Kedilerin böbrekleri onların yaşamı sürdüren birçok vücut fonksiyonunu gerçekleştirmede hayati bir rol oynar. Bunların en önemlileri arasında, üre, mineral tuzları gibi metabolik atık ürünlerin ve potansiyel olarak zararlı maddelerin kandan uzaklaştırılmasıdır. Bu, nefron adı verilen yüzbinlerce küçük filtrasyon birimi içeren doku ile gerçekleştirilir. Atıkla yüklü kan renal arter yoluyla böbreklere girdiğinde glomerüllere ulaşıncaya kadar giderek daha ufak boyutlu damarlardan geçer. Kan glomerüllerden sonra böbrek tübülleri adı verilen yapılar aracılığıyla taşınır. Genel olarak bu filtreleme işlemi bir kedinin bütün yaşamı boyunca sorunsuz bir şekilde devam eder. Ancak nadir durumlarda, renal amiloidoz adı verilen ciddi ve tedavisi olmayan bir hastalık görülebilir. Bu durumda, anormal miktarlarda fibröz protein maddesi (amiloid), bilinmeyen nedenlerle sağlıklı böbrek dokusunda toplanır. Bu gizemli yabancı maddenin varlığı arttıkça, "normal, sağlıklı, yaşayabilir böbrek dokusunun kademeli olarak değişmesine neden olur". Sonuç olarak böbrekler düzgün fonksiyon gösteremez hale gelir. Böbrek dokusu yangılanır ve kan pıhtılaşması engellenir, karın ve ekstremitlerde sıvı birikir. Üre gibi toksik atık ürünlerin kandan filtrelenme miktarı azalır.
Renal amiloidozun klinik belirtilerinin çoğu böbrek hastalıklarıyla benzerdir. Çok su içme ve idrara çıkma, iştahsızlık, kilo kaybı ve kusma görülür. Ancak, kronik böbrek hastalığı olan kedilerde böbrekler tipik olarak küçülmüş olarak görülür.
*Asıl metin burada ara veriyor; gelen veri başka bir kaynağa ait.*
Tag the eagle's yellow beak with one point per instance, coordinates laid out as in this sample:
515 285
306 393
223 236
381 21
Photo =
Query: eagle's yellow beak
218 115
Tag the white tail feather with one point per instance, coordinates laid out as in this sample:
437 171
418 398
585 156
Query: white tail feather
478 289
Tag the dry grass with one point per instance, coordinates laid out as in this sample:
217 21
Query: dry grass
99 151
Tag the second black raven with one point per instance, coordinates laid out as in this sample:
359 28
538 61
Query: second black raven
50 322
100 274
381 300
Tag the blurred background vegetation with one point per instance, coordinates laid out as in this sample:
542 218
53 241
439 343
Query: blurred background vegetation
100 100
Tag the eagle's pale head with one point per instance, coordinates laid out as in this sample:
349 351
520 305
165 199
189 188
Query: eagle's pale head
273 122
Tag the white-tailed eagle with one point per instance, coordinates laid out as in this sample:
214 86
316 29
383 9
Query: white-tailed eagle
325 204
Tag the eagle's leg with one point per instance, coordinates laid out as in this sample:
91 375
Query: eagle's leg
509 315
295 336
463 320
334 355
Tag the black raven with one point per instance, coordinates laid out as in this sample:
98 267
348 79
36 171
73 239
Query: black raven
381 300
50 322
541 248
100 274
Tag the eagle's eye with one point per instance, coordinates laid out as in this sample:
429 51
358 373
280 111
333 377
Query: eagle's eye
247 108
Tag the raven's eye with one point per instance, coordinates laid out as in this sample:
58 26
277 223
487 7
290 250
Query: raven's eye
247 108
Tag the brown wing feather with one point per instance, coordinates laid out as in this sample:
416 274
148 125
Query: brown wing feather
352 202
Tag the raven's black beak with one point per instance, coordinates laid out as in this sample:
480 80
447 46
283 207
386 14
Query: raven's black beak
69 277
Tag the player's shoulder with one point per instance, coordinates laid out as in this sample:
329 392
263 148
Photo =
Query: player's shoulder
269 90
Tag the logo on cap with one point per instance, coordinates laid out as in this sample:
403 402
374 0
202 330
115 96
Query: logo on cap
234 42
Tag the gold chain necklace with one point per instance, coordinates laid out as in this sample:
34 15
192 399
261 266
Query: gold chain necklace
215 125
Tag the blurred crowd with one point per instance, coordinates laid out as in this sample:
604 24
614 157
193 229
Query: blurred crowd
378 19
Amiloidoz da böbrekler normal boyutta kalır.
Teşhiste tam kan sayımı ve kan biyokimya paneli, idrar tahlili, röntgen ve ultrason görüntülemeden yararlanılır. Ayrıca kesin bir teşhis için biyopsi gerekir.
Kedilerde amiloid gelişimini başladıktan sonra nasıl geri döndüreceği bilinmemektedir. Prognozu hiç iyi değil. Bununla birlikte, erken bir aşamada fark edilirse süreci yavaşlatabilecek ilaçlar ve diyet tedavileri vardır.
Genel olarak, renal amiloidoz nadir görülen bir durumdur ve spesifik nedenleri bilinmemekle birlikte genetik kalıtımda kesinlikle bir rol oynadığı düşünülmektedir.